## Logical Foundations of Computer Science, Test 2 for the course CS 5303, Spring 2016

Name ___________________________________________________

5 pages of handwritten notes allowed.

1. For the case of interval uncertainty, describe simple algorithms for checking the validity of modal logic formulas [](a < b) and ◊(a < b).

2. Solve the following tolerance problem. We are designing a two-layer pavement. The thickness of the first layer a is between 30 and 40 cm, the overall thickness of the two-layer pavement should be between 50 and 65 cm. What are the possible thicknesses of the second layer for which we can guarantee the desired bounds on the overall thickness? In other words, we know that 30 ≤ a ≤ 40. We need to find all the values b for which [](50 ≤ a+b ≤ 65).

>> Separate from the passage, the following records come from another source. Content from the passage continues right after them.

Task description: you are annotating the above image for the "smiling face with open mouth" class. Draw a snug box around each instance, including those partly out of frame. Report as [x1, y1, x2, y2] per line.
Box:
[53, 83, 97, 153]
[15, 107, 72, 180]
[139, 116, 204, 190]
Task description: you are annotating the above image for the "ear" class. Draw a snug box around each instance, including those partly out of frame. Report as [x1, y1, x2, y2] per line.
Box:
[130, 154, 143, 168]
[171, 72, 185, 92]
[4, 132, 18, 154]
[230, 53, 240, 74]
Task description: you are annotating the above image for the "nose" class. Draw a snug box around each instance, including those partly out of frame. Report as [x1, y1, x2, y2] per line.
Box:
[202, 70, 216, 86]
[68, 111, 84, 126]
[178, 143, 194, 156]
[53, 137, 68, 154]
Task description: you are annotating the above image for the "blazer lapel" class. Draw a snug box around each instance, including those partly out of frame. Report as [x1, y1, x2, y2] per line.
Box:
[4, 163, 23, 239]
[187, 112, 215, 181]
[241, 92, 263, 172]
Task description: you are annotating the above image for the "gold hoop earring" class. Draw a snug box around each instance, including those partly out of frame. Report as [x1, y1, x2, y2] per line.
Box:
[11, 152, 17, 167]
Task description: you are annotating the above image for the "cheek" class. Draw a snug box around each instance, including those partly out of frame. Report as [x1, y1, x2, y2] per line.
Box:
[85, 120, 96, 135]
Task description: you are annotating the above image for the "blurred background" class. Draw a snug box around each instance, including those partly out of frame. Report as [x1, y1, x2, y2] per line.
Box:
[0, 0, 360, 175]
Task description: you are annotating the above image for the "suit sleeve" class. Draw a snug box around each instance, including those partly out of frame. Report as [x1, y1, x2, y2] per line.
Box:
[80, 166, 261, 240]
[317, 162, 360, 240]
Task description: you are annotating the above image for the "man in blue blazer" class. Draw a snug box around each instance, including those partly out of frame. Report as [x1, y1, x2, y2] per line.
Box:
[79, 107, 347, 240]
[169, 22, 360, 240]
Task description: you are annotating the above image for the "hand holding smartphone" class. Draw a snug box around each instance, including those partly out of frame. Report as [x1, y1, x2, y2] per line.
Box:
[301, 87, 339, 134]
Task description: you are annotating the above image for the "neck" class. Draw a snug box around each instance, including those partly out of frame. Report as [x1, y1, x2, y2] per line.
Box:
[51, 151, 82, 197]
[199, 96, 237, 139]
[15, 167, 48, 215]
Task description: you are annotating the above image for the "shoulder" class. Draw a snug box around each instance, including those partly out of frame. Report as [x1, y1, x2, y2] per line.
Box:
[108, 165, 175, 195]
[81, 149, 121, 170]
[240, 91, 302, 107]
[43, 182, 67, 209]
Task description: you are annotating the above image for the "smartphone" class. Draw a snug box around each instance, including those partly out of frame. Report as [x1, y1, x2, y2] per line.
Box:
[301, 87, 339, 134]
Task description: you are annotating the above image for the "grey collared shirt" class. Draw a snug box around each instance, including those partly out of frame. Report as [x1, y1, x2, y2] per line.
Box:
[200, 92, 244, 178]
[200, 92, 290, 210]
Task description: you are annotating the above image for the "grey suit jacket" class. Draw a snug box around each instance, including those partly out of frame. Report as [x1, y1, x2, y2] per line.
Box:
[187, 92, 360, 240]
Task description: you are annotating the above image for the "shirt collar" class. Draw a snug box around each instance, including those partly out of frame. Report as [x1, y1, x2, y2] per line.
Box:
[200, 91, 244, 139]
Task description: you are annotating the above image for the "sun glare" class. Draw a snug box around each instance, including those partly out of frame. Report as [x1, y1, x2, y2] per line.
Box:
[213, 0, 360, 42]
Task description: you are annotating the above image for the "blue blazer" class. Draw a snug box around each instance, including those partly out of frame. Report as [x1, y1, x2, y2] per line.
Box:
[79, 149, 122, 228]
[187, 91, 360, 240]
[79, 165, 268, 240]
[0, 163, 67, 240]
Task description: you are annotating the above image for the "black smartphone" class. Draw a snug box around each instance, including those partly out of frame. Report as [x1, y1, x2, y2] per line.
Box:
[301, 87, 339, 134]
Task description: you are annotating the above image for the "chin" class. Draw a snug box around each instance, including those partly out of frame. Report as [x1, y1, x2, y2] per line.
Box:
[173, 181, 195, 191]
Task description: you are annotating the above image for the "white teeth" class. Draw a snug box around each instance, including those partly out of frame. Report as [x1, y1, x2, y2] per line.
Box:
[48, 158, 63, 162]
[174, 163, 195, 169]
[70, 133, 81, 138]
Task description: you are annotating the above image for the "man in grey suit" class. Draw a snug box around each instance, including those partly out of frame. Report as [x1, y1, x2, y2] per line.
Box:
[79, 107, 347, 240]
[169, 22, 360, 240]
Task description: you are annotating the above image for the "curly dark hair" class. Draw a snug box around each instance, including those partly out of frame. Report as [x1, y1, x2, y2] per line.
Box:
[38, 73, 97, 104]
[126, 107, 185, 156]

3. Solve the following control problem. We are designing a two-layer pavement, in which the thickness of the second layer can be adjusted based on the first layer result. The machine for laying the second layer can provide thicknesses between 10 and 30 cm. What are the thicknesses a of the first layer for which we can achieve the overall thickness between 50 and 65 cm? In other words, we know that 10 ≤ b ≤ 30. Find all the values a for which ◊(50 ≤ a+b ≤ 65).

4. Assume that the property "normal body temperature" is described by a triangular membership function, for which this property is absolutely true for 36.5 degrees and absolutely false for 35.5 and 37.5. Describe an explicit formula for this function. What is the degree to which the temperature 37.2 is a normal? If we use the product as "and", what is the degree to which both values 37.2 and 37.4 are normal?

5. Use the given history to check, step-by-step, that the formula []((k \/ (¬ k & sUt)) → [](t → k)) is satisfied at moment t = 3. In this formula:
• k stands for "student knows the material",
• s stands for "student studies the material", and
• t stands for "there is a test".
The statement says that if a student either knows the material already or studies all the way to the test, then on the day of the test, the student will know the material. In the history below, -- means that a property was not satisfied at a given moment of time, while X means that the corresponding property was satisfied. The history is as follows:
```  1  2  3  4  5  6  7  8  9 10
k -  -  -  -  -  -  X  X  X  X
s -  X  X  X  X  X  X  -  -  -
t -  -  -  -  -  -  X  -  -  X
```

6. Is its possible to compute the difference of two computable numbers? If yes, describe the algorithm; if not, explain why such an algorithm is not possible.

7. Is it possible to algorithmically check whether two computable numbers are equal? If yes, describe the algorithm; if not, explain why such an algorithm is not possible.

8. What does it mean that a logic is non-monotonic? To give an example of non-monotonicity, transform the following knowledge base into a Prolog program. This knowledge base consists of two statements: "Normally, it is warm in El Paso", "Cold days are exceptions (i.e., abnormal)".
• Assume first that we have no additional information about today. If we want the Prolog program a query -- asking whether it is warn today in El Paso -- what will be the answer?
• Assume now that we also know that today is a cold day. What will be the answer now?
• Explain why this shows that Prolog implements a non-motononic logic.

9. Translate the following English phrases into first order logic. Try to convey the meaning. If appropriate, use modal and/or temporal logic as well.
• It is possible to survive in this world, but for that, it is necessary to be resourceful.
• I will continue giving you quizzes until you learn the material.